Unit patroli siaga SPKT menempati titik-titik strategis untuk memastikan aktivitas masyarakat di hari Minggu tetap berjalan lancar tanpa hambatan keamanan. Kehadiran personel di jalan raya merupakan bentuk pengabdian untuk memberikan kenyamanan bagi setiap pengguna jalan yang melintas. Kegiatan ini dilaksanakan pada Minggu, 12 April 2026.
Aiptu Juro Jauhari, S.H. dan Brigpol Singgih Priyogo, S.H. terlihat aktif berbincang dengan pengendara di Simpang Tiga Pusat Gadai. Dengan sikap yang ramah, petugas memberikan imbauan agar masyarakat tetap waspada terhadap modus kejahatan yang sering muncul di jam-jam sibuk sore hari. Dialog dua arah ini bertujuan untuk menyerap aspirasi warga terkait kondisi keamanan lingkungan.
Pesan kamtibmas yang disampaikan menekankan pada pentingnya “menjadi polisi bagi diri sendiri” dengan menjaga barang-barang pribadi secara hati-hati. Petugas juga mengingatkan para pengguna jalan untuk selalu mematuhi peraturan lalu lintas demi keselamatan diri sendiri dan orang lain.
Kapolsek Mandirancan AKP Atang Mulyana, S.E. menyampaikan bahwa tugas polisi bukan hanya menegakkan hukum, tetapi juga menjadi sahabat dan pelindung bagi masyarakat.
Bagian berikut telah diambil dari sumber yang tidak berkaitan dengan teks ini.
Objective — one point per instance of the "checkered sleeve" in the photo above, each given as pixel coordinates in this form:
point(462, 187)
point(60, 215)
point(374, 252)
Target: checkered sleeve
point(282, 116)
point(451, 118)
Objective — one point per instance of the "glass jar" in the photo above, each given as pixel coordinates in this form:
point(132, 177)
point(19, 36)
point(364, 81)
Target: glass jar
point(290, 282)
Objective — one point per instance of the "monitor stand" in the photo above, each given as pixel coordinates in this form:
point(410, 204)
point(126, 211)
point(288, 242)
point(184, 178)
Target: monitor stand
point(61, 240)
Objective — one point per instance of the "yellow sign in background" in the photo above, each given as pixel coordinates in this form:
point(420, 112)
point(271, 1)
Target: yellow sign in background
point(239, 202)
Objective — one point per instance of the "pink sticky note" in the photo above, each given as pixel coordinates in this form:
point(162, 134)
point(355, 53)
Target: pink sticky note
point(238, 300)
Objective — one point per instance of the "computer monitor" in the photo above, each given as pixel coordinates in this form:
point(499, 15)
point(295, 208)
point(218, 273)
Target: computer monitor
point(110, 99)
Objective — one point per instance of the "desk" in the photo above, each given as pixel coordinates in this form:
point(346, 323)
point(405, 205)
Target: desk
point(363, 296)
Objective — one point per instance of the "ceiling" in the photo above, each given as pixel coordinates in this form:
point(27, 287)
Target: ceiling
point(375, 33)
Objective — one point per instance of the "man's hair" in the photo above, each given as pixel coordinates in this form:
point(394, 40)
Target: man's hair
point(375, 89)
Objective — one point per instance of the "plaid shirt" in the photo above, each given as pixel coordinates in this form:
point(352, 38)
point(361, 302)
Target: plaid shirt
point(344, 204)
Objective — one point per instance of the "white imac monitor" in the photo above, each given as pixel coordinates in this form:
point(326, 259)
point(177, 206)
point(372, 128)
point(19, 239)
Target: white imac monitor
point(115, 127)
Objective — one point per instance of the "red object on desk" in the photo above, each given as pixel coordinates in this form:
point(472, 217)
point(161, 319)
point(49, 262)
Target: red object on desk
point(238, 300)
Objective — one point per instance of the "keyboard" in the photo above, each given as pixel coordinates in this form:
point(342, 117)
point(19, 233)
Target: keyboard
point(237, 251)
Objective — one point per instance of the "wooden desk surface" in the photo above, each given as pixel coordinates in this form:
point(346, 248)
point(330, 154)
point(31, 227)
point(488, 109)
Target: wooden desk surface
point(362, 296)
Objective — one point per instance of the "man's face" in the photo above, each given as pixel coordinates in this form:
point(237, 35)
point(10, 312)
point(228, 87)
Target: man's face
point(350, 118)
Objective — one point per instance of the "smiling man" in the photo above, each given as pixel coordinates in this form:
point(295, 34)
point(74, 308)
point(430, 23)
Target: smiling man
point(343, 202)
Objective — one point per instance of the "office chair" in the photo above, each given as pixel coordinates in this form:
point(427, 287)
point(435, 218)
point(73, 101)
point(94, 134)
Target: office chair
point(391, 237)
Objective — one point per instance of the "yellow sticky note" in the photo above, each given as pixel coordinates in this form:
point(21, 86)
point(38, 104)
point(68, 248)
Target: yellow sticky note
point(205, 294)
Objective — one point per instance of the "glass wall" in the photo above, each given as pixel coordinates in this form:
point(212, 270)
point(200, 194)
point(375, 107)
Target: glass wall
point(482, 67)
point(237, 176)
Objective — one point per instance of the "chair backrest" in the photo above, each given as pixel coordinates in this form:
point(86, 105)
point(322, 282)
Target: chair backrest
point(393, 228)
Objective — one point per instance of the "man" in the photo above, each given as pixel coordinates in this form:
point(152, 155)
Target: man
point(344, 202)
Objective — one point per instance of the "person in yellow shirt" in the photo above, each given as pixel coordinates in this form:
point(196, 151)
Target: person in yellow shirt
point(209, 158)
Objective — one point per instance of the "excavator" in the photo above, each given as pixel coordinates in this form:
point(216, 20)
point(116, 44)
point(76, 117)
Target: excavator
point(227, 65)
Beliau berharap melalui patroli dialogis ini, hubungan silaturahmi antara Polri dan warga semakin kokoh demi terciptanya kedamaian wilayah.
Kapolres Kuningan AKBP Muhamad Ali Akbar, S.I.K., M.Si. melalui Kapolsek Mandirancan AKP Atang Mulyana, S.E. menambahkan bahwa pelayanan prima adalah prioritas utama. Dengan kehadiran polisi yang humanis di sore hari, diharapkan masyarakat merasa benar-benar terlindungi dan nyaman dalam menjalankan aktivitasnya.